La rivoluzione surrealista - la maggior parte dei cui rappresentanti, riuniti intorno ad André Breton e a sua moglie Jacqueline Lamba, passarono per Marsiglia durante il loro esilio negli Stati Uniti nel 1940-1941 - è uno dei temi principali della collezione, come dimostrano le opere di Victor Brauner, Matta, André Masson, Jacques Hérold, Max Ernst e Joan Miró. Infine, va ricordato il "Jeu de Marseille" creato dai membri del gruppo surrealista a Villa Air-Bel nel 1940-1941, donato al Musée Cantini da Aube e Oona Elléouët-Breton nel 2003.
L'astrazione lirica o gestuale è rappresentata da opere di Nicolas de Staël, Camille Bryen, Simon Hantaï, Arpad Szenès e Maria Elena Vieira da Silva. Il museo conserva anche una collezione di opere del gruppo giapponese Gutai, attivo negli anni 1955-1960, che ha mantenuto stretti legami con il movimento informale francese grazie al critico e teorico Michel Tapié.

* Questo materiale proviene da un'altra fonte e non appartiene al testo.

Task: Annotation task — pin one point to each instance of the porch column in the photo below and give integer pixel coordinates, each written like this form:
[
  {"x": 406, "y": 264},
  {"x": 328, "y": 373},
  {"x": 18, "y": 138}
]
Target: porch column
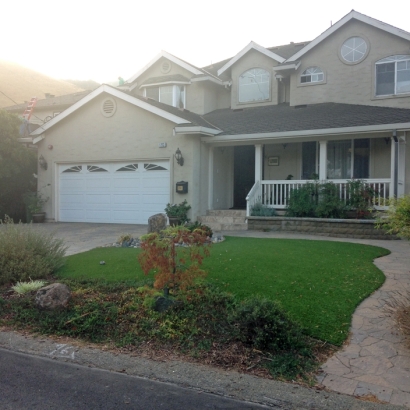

I decenni successivi sono illustrati dalle sperimentazioni "matiériste" di Jean Dubuffet, Antonio Saura, Antoni Tàpies e Jean-Paul Riopelle, e dai paesaggi astratti su larga scala di Olivier Debré, Raoul Ubac, Pierre Tal-Coat e Hans Hartung.
Infine, le collezioni fotografiche offrono una visione panoramica della storia di questa forma d'arte, dal periodo più storico (Édouard Baldus, Olympe Aguado, i fratelli Bisson, Charles Nègre, Gustave Le Gray, Francis Bruguière), alla fotografia modernista intorno al Pont Transbordeur di Marsiglia intorno al 1930-1940 (Laszlo Moholy-Nagy, Herbert Bayer, René Zuber, Florence Henri, Man Ray, Germaine Krull, André Papillon, ecc.) fino agli anni '60 e '70 (Jean-Pierre Sudre, Jean Dieuzaide, Linda Benedict Jones, Ralph Gibson, Martine Franck, ecc.)
A seconda delle norme di conservazione e delle richieste di prestito, non tutte le opere della collezione sono esposte in modo permanente.